Trabzon’da spora duyulan bu ilgi ve alaka zaman zaman şehrin gerçek sorunlarının üstünün örtülmesine sebep olsa da tarihsel süreç içinde spor alanında büyük başarıların kazanıldığı da bir gerçektir. Bu başarı öykülerinden biri de Süleyman Rıza Kuğu’ya aittir. Süleyman Rıza Kuğu, 1903 yılında, Kırcali'de doğmuş ve ailesi İstanbul'a ve oradan da 1921 yılında Trabzon'a taşınmıştır. Süleyman Rıza, Trabzon'da, “J.J. Hochstrasser” adlı firmada çalışırken aynı zamanda Trabzon’un en köklü spor kulüplerinden olan İdman Ocağı’nda futbol oynamıştır. Süleyman Rıza Bey sadece futbol ile meşgul olmamış ayrıca yüksek atlama, sırıkla atlama, uzun atlama, gülle atma, tenis ve koşu sporlarını yapan komple bir atlet olarak spor hayatını sürdürmüştür.

Süleyman Rıza Bey’in hayatında dönüm noktası olan gelişme 1924 senesinde yaşanmıştır. Zira aynı yıl Paris’te düzenlenen olimpiyatlarda Türkiye’yi İdman Ocağı formasıyla temsil eden sporcu Süleyman Rıza Kuğu’dur. Süleyman Rıza Bey, sırıkla atlamada Türkiye’yi temsil etmiş ve Paris’te geçirdiği günleri ve izlenimlerini Trabzon’a gönderdiği mektuplarla hemşerilerine aksettirmiştir. Dönemin İstikbal Gazetesi’nde 25-29 Haziran 1924 tarihleri arasında Süleyman Rıza Bey’in Paris’ten gönderdiği mektuplara yer verilmiştir. Süleyman Rıza Bey bir mektubunda “Paris'teki muvaffakiyet derecemin sevgili Türk Bayrağının şerefi ile alakasını düşündükçe vazifemin ağırlığını çok daha iyi hissediyorum” diyerek içinde bulunduğu ruh halini ifade etmiştir.

Süleyman Rıza Bey’in bir diğer özelliği ise Türkiye’de futbol alanında yazılan en eski kitaplardan birini kaleme almasıdır. Süleyman Rıza'nın 1922 yılında yazdığı“Asosyeşin Futbol” (Association) adlı kitap, Türkiye'de yayınlanan en eski futbol kitabı olarak kabul edilmektedir.
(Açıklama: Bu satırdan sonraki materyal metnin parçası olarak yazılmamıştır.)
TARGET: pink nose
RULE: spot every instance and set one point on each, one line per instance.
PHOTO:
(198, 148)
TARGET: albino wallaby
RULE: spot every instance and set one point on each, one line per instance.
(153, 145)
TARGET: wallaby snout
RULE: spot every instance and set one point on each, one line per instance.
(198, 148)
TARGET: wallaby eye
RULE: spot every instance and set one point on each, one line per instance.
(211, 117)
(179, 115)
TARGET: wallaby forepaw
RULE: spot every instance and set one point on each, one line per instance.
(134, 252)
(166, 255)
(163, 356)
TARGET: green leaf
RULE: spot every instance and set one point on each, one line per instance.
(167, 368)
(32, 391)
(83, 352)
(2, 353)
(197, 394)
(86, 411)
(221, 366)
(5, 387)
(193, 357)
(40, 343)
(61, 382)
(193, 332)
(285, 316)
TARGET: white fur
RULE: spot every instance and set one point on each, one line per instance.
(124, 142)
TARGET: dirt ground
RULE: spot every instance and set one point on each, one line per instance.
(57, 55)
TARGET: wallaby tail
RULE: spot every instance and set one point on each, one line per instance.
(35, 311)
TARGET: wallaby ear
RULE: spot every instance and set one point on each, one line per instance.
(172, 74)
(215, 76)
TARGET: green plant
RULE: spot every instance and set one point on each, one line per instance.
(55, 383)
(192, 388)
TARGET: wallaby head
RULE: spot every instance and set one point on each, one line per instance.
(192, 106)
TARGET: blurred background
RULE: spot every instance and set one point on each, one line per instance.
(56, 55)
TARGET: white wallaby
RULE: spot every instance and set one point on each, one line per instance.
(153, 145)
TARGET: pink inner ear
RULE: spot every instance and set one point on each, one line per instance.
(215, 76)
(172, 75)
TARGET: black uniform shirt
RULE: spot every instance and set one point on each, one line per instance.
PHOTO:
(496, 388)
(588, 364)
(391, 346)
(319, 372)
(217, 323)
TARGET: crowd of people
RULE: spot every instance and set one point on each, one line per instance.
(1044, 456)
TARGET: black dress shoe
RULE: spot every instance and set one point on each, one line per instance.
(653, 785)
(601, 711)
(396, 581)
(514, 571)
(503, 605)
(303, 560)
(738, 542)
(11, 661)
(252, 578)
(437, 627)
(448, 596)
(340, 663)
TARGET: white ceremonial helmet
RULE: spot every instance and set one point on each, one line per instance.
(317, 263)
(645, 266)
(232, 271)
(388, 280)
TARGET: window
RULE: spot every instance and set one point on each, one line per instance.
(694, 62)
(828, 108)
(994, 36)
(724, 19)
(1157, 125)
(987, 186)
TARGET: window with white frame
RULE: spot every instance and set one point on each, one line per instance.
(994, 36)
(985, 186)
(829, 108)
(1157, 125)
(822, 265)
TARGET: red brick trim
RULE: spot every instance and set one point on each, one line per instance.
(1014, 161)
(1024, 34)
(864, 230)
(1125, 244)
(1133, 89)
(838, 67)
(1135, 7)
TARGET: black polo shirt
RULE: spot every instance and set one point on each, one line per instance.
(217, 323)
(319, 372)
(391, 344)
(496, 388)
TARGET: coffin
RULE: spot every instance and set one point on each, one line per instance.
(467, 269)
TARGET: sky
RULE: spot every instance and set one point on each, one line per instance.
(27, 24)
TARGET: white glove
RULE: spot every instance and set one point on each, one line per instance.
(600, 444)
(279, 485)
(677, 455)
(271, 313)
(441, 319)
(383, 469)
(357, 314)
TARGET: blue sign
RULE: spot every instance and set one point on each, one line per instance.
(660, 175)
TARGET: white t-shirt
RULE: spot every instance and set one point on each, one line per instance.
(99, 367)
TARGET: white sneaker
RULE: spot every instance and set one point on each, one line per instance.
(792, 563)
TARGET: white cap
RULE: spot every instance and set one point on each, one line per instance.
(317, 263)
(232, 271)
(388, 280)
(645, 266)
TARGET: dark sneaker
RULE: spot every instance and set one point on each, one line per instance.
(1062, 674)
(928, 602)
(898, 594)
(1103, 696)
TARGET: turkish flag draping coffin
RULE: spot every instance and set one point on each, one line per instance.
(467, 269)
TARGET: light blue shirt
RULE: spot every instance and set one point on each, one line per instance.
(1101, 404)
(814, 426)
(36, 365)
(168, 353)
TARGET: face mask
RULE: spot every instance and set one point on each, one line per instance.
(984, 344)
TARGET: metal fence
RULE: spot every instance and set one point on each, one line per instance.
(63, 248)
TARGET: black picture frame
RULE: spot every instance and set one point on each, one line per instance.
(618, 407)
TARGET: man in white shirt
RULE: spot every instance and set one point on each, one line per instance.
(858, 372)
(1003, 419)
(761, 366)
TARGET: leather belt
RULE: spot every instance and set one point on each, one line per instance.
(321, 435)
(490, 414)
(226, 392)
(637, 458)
Süleyman Rıza Kuğu’dan, Busenaz Sürmeneli’ye gelinceye kadar Trabzon’un spor tarihi birçok başarı ile doludur.Fakat bu başarıları kazanan gençlerimizinaynı anda zihni ve fikri gelişimlerini de tamamlamaları gerekir. Mustafa Kemal Paşa’nın 1924 yılında Trabzon ziyaretinde lise hatıra defterine yazdığı gibi “Bedeni idman fikri idman ile muvazi gitmelidir” yani bedensel ilerleme fikri gelişim ile eşit seviyede geliştirilmelidir. Süleyman Rıza Bey’in hayatı ve kişiliği genç sporcularımız için bu konuda örnek teşkil etmektedir. Gençlerimizin ve sporcularımızınSüleyman Rıza Bey, örneğinde olduğu gibi yaptığı işe saygı duyan, onun özünü ve felsefesini iyi anlayan birer sporcu ve entelektüel bir kişilik olarak yetişmeleri asıl temennimizdir. Bu vesile ile Tokyo Olimpiyatlarında altın madalya kazanan Busenaz Sürmeneli’yi bir kez daha tebrik ediyorum.